Programming and Attention to Detail: 6_bleen

6_bleen_7

Programming and Attention to Detail

Feb 12, 2011 14:48

We are reminded all too often that computers are much, much faster than the human brain at certain tasks. One thing that learning a computer language quickly teaches you, however, is that what the brain lacks in speed, it more than makes up for in flexibility. A simple pattern-recognition task you could do instantly in your head may require a bazillion lines of code to implement in an algorithm a computer can actually process.

Experience in programming isn’t required to realize this-but it sure helps. Case in point: I have a tyro’s grasp of several programming languages. I’m not a true hacker-my code is simplistic and not very efficient-but I can write a script to do any task I might need in my capacity as a statistician. I can also predict very roughly how complex a particular hacking job is likely to be.

The problem is that many of my colleagues, who have no programming experience whatsoever, love to propose grand schemes of analysis that sound conceptually easy but would take untold hours of skull-splitting concentration to automate. Invariably, these nebulous proposals begin with, “It would be really nice if we could….” And guess who gets to implement them (hint: not the person who voices the idea).

Just last week, in the project I spend the most time on these days, we discussed how to choose an optimal subset of genetic markers from a much larger set. We wanted to “cover” the human genome as well as possible by choosing markers that were as uncorrelated with each other as possible. (That way, we wouldn’t be wasting our effort collecting redundant information.) A number of programs exist to do that, but we had additional criteria in mind, as well, so whatever we chose to do, I had to throw together a Perl script to implement it.

I’ve never seen so much literal hand-waving. My papers were rustling in the wind struck up by all the flapping limbs. Everyone was thinking about exploring the correlation structure among the markers, because that’s a pretty standard thing to do, but what everyone had in mind was a cute little graph like this, where sets of correlated markers are color-coded as red triangles, with the intensity of the red color corresponding to the strength of association. Such an analysis provides a general overview of the correlations, but is useless insofar as choosing a well-defined set of “tag” markers is concerned.

And it goes without saying that all the suggestions began with, “Wouldn’t it be nice if…[wave, wave, wave].”* Yeah, it would be nice, but since we need the results by tomorrow morning, and not next August, we’ll have to settle for something a little less ambitious.

The afternoon of this particular meeting, I was testier than usual, having had five hours’ sleep because I’d stayed up half the previous night coding the last urgent analysis project, and so I quickly ran out of patience for this sort of thing. I finally interrupted the game of people-airily-proposing-grand-schemes-that-they-don’t-have-to-implement-by-tomorrow-morning by reminding all and sundry that I was running on five hours’ sleep, and consequently that my productivity that evening would be limited; and since it was already four-thirty in the afternoon, if the boss (who was there) actually wanted the results on time, we’d better find a solution I could code in, say, half an hour.

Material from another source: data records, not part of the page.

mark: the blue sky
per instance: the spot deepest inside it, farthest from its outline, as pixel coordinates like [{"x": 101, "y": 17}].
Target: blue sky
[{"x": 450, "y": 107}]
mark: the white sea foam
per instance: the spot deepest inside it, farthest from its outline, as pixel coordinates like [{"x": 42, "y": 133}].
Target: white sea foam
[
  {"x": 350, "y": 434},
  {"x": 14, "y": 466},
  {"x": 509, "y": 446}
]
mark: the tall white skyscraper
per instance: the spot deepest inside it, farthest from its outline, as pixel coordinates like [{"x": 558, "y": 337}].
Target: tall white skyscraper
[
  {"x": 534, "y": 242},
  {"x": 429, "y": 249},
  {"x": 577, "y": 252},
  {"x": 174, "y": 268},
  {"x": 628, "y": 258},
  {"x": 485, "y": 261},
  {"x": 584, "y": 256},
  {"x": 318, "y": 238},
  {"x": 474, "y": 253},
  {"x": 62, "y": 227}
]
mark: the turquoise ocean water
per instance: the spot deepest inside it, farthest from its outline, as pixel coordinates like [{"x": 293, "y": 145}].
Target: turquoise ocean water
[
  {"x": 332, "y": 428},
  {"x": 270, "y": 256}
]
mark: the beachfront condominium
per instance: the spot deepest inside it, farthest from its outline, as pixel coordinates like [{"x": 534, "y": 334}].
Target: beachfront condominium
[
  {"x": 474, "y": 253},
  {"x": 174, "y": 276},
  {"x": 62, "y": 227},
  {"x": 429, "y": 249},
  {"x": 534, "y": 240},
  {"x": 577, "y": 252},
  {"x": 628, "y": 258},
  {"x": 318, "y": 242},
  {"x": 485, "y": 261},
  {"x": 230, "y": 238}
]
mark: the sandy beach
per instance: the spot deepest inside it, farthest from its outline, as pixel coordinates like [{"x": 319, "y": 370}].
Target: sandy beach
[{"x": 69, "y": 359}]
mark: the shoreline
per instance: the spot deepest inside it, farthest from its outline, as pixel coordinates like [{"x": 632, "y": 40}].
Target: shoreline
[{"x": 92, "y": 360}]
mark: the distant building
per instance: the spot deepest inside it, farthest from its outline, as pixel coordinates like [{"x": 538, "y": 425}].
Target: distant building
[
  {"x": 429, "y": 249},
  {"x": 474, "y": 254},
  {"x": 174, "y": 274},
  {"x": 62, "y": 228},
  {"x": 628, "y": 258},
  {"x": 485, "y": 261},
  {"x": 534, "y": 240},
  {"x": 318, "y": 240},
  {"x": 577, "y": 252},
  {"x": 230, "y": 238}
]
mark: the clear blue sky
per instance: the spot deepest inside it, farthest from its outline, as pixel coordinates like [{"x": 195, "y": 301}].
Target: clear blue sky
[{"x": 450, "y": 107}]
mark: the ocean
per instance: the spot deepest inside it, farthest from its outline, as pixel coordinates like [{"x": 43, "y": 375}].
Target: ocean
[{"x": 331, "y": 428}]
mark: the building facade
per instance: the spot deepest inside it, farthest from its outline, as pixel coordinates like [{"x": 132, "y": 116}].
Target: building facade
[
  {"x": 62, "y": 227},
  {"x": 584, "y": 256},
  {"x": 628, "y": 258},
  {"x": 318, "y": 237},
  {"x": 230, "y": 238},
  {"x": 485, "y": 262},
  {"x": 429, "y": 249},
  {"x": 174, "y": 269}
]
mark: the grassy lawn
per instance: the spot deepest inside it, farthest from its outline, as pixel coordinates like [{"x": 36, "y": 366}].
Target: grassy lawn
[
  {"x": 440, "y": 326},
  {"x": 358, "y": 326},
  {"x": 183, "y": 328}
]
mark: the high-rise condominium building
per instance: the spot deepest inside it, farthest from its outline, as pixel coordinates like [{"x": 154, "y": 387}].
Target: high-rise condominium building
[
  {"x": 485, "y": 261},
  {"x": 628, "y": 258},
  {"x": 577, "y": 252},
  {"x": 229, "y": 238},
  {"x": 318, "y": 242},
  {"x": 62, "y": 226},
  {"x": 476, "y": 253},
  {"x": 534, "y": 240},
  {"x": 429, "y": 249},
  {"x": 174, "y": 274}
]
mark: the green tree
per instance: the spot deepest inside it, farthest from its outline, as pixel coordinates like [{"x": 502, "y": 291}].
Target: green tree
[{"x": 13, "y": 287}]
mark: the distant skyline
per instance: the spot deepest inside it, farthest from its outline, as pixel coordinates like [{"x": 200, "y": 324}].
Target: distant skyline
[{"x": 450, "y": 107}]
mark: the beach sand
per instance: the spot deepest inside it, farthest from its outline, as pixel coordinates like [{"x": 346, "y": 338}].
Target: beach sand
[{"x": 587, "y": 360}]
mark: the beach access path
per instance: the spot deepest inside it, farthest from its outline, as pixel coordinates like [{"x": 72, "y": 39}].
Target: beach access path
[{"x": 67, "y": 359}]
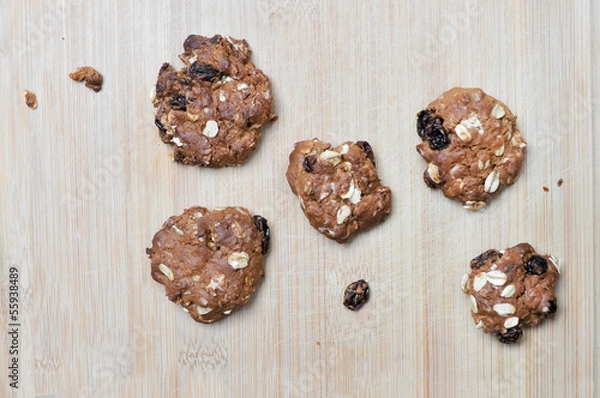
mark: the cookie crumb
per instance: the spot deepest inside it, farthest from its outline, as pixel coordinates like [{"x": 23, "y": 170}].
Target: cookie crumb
[
  {"x": 30, "y": 99},
  {"x": 93, "y": 78},
  {"x": 356, "y": 295}
]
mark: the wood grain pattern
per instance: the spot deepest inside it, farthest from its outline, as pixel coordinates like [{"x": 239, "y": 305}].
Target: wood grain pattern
[{"x": 85, "y": 183}]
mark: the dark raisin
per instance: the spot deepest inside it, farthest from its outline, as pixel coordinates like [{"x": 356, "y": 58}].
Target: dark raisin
[
  {"x": 480, "y": 260},
  {"x": 179, "y": 102},
  {"x": 423, "y": 120},
  {"x": 431, "y": 129},
  {"x": 160, "y": 126},
  {"x": 437, "y": 138},
  {"x": 367, "y": 149},
  {"x": 512, "y": 335},
  {"x": 308, "y": 163},
  {"x": 261, "y": 224},
  {"x": 536, "y": 265},
  {"x": 204, "y": 72},
  {"x": 356, "y": 294},
  {"x": 552, "y": 307},
  {"x": 178, "y": 157},
  {"x": 164, "y": 67}
]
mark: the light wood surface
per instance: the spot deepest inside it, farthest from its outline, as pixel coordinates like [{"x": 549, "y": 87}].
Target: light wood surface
[{"x": 85, "y": 183}]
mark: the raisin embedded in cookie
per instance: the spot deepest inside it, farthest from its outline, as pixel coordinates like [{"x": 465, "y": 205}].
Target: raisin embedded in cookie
[
  {"x": 471, "y": 144},
  {"x": 210, "y": 261},
  {"x": 212, "y": 109},
  {"x": 339, "y": 190},
  {"x": 511, "y": 289}
]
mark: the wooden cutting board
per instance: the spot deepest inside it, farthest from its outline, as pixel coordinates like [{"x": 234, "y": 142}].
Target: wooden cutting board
[{"x": 85, "y": 183}]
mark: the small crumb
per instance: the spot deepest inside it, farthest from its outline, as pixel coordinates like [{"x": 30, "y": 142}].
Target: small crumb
[
  {"x": 93, "y": 78},
  {"x": 30, "y": 99}
]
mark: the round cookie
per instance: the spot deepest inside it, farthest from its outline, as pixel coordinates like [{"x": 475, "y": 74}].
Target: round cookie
[
  {"x": 210, "y": 262},
  {"x": 339, "y": 190},
  {"x": 212, "y": 109},
  {"x": 511, "y": 289},
  {"x": 471, "y": 144}
]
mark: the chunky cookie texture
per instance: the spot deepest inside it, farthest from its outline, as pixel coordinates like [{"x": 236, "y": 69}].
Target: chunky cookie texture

As expected, the hand-waving resumed exactly as before-but I was ready. Each time someone made what they thought was a “straightforward” suggestion, I asked in my sweetest voice, “Could you please sketch me a quick algorithm to accomplish that?” Worked like a charm: in two minutes I’d silenced the whole crowd. The clinical boss, who doesn’t know as much about molecular genetics as the lab folks, made the only sensible suggestion of the afternoon: that I abandon the correlation structure and go solely by the physical distance between markers. (The physical distance is a decent proxy for correlation if the markers aren’t too close together.)

I finished off that project in fifteen minutes. Using Excel, of all things.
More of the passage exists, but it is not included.